Je finis ma matinée en surfant sur Amazon à la recherche de nouveaux purificateurs d’air. Il va nous en falloir dans plus de pièces. Il existe aussi des purificateurs d’air pour voitures… je regarde ça puis une pensée me vient. Notre voiture est une vieille Ambassador Diesel qui pollue. Mettre un purificateur d’air dedans tout en polluant l’extérieur serait ridicule.
C’est à ce moment là que je réalise que c’est tout notre style de vie actuel et nos rêves d’avenir pour nous et l’Inde qui sont en jeu et qui ne tiennent plus tout à fait debout.
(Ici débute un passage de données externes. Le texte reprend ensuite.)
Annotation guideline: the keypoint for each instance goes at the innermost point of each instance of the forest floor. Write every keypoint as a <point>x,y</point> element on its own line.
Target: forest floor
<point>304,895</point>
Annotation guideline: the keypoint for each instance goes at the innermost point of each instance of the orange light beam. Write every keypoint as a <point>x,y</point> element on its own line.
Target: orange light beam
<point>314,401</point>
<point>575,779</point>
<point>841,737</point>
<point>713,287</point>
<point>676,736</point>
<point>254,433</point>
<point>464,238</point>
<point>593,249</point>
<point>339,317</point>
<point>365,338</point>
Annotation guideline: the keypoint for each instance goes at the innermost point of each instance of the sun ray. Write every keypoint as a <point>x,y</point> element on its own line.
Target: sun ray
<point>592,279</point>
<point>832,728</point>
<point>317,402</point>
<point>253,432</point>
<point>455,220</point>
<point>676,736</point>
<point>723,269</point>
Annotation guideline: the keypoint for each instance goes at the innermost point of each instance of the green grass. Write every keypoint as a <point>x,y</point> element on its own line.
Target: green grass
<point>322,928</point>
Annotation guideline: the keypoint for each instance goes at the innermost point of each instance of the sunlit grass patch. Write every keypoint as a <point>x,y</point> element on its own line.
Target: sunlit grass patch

J’ai écrit cet article à chaud. On verra si ces peurs et doutes se dissipent dans les jours, semaines, mois qui viennent.
mise à jour du dimanche 28/01 : j’ai écrit cet article vendredi matin (26) et depuis nous avons donc fini les séances d’inhalations et Noé respire toujours bien, donc voilà, pas d’inquiétudes, Noé va bien. Même si les questions demeurent…
Bonne chance.
Peut-être pouvez-vous essayer de trouver un nouveau logement dans un endroit où la pollution ne sévit pas comme ici avant de prendre la décision de quitter l’Inde?
En effet, on y pense. Maintenant, pour ce qui est de Bangalore, on sait que peu importe l’endroit un nouveau chantier, des poubelles qui brûlent, ça peut arriver partout. Quand au reste des métropoles indiennes, elles sont toutes plus polluées que Bangalore… Reste la campagne, et encore avec cette habitude de brûler ses déchets à ciel ouvert. Bref, on va étudier les différentes solutions et mieux se renseigner sur ces problèmes qui ne touchent de toutes façons pas que l’Inde.
Consternée mais pas étonnée
J ai connu Pekin où circulaient une myriade de vélos , quelques voitures ici ou là …….depuis quelques années il y est dangereux de circuler à vélo et les pekinois ne sortent plus sans masque .C est l avenir qui semble se dessiner pour toutes ces mégapoles si on laisse la situation évoluer sans prendre conscience de notre responsabilité
Il va falloir changer ses habitudes par forcément au détriment de notre confort d ailleurs: manger mieux , marcher , courir faire du vélo …tout cela va dans le sens d une meilleure santé pour soi et les autres
En effet, c’est tout le développement actuel qui est remis en cause et c’est certainement une bonne chose pour l’avenir. Maintenant ça va prendre du temps pour qu’il y ait une prise de conscience générale, surtout dans les pays en développement qui accèdent tout juste aux « charmes » de la société de consommation. Enfin, le changement commence par soi-même.